Herman Cain announced his candidacy for the presidency today, which I'm sure prompted those who heard about it to ask, "Who?"
And to be honest about it, that would have been my reaction about a month ago, when I had never heard the name either. But in early May, Cain took part in a panel discussion - Fox News called it a "debate," but it really wasn't a debate in the classic sense - with other presidential wanna-bees, including former Minnesota Gov. Tim Pawlenty.
I didn't watch the discussion, but the next day I heard someone on the radio raving about how good Herman Cain was, and later in the day someone said to me "That Herman Cain guy was really good," and the two references in the span of a couple hours piqued my curiosity.
So, off I went to the internet to look for video clips and learn what I could about Herman Cain. And what I found was pretty interesting. First of all, he WAS very good in the debate. This blogger thought so, and provides clips of both the debate and the focus group reaction afterwards.
When I went to read his bio, I became even more impressed. Raised in Georgia, by parents who worked as a cleaner and a chauffeur, Cain graduated from Morehouse College with a degree in math, and later added a Master's in Computer Science from Purdue while also working full-time for the Department of the Navy.
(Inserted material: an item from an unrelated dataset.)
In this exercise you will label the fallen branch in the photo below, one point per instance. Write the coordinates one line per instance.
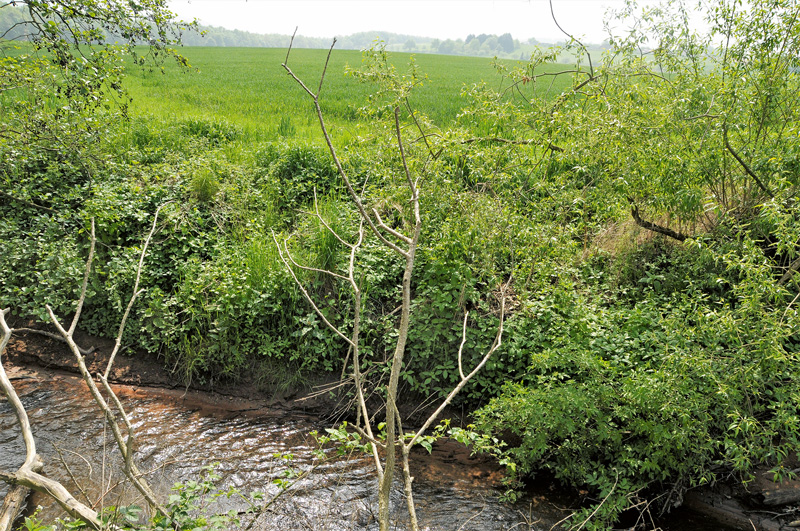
(666, 231)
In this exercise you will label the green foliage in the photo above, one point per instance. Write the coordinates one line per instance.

He then entered the business world, and became a Vice-President at Pillsbury, then was later named CEO of their Godfather's Pizza subsidiary. He then organized a group of investors to buy Godfather's from Pillsbury, and remained CEO until he left to become head of the National Restaurant Association. He was later named to the Board of Governors of the Federal Reserve Bank in Kansas City, and became both an author and radio host.
He had a moment of fame in the early 1990s, when he went toe-to-toe with President Clinton at a town hall meeting and carried the moment in a debate over Clinton's proposed health care plan.
It's a resume that really speaks to me, chock-full of private sector, real-world experience, a sharp intellect and an ability to articulate conservative positions. You can read more about him and a detailed bio here.
It's hard to imagine that someone with less than 1% name recognition in May of 2011 could be elected President in 18 months, and the last time someone did something close to that (Jimmy Carter) it produced the worst presidency of the 20th century. But at least for now, I'm intrigued, and would urge people to pay some attention to the guy.